Sé que mi madre se irritaba cuando tía Lin le hablaba de Waverly sin que ella tuviera nada digno de mención sobre mí. Al principio trató de cultivar alguna genialidad que yo podría tener latente. Hacía tareas domésticas para una profesora de piano jubilada que vivía en nuestro mismo edificio, y esta mujer le correspondía dándome lecciones. de piano gratuitas. Cuando se vio claramente que no sería concertista de piano, ni siquiera acompañante del coro juvenil de la iglesia, mi madre llegó a la conclusión de que yo era un genio de florecimiento tardío, como Einstein, a quien todo el mundo consideraba un retrasado mental hasta que inventó una bomba.
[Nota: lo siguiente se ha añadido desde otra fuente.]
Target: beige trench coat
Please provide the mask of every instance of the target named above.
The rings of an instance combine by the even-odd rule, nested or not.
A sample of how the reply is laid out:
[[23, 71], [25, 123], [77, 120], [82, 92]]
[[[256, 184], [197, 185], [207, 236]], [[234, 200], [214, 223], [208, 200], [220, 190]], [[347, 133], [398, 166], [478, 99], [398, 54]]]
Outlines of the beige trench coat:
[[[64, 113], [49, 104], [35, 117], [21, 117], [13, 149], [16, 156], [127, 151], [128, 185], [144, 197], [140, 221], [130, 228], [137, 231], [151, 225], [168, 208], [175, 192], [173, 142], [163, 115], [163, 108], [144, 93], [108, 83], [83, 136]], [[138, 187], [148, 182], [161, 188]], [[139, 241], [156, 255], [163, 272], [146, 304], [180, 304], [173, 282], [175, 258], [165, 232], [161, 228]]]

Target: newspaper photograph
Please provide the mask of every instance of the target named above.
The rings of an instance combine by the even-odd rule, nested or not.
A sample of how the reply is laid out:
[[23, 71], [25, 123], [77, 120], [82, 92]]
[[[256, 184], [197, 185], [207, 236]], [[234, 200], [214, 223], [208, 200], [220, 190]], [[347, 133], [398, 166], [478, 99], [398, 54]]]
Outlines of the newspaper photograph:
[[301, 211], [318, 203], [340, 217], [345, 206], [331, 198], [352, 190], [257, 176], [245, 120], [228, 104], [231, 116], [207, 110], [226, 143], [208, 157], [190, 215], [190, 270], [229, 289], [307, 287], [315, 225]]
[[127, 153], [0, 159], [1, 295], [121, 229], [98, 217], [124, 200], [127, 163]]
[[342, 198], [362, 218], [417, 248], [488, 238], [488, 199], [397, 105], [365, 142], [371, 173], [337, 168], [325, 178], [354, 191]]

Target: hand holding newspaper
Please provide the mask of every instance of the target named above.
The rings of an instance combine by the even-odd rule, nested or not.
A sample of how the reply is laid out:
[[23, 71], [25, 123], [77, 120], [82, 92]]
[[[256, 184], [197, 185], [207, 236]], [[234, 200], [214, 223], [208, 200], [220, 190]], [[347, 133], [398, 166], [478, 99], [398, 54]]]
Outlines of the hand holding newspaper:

Ahora es tía Ying quien gana la partida de mah jong.

Contamos los puntos y empezamos de nuevo.

– ¿Sabíais que Lena se ha mudado a Woodside? -pregunta tía Ying con un orgullo evidente, mirando las fichas y sin dirigirse a nadie en particular. En seguida deja de sonreír y adopta una expresión de recato-. Claro que no es la mejor casa del barrio, no es una casa de un millón de dólares, todavía no, pero sí una buena inversión, mejor que pagar un alquiler. Sí, mejor eso que verte tachada de la lista de alguien por los motivos que sean.

Así pues, ahora sé que Lena, la hija de tía Ying, le contó que me desahuciaron de mi piso al pie de Russian Hill. Aunque Lena y yo seguimos siendo amigas, hemos ido adquiriendo una cautela natural con respecto a lo que nos contamos. Aun así, lo poco que nos decimos suele aparecer más tarde tergiversado. Es el viejo juego de siempre, en el que todo el mundo habla en círculos.

– Se está haciendo tarde -comento cuando terminamos la partida. Empiezo a levantarme, pero tía Lin me obliga a sentarme de nuevo.

– Quédate, quédate -me dice-. Hablaremos un rato, tenemos que conocerte bien… Hacía mucho tiempo que no nos veíamos.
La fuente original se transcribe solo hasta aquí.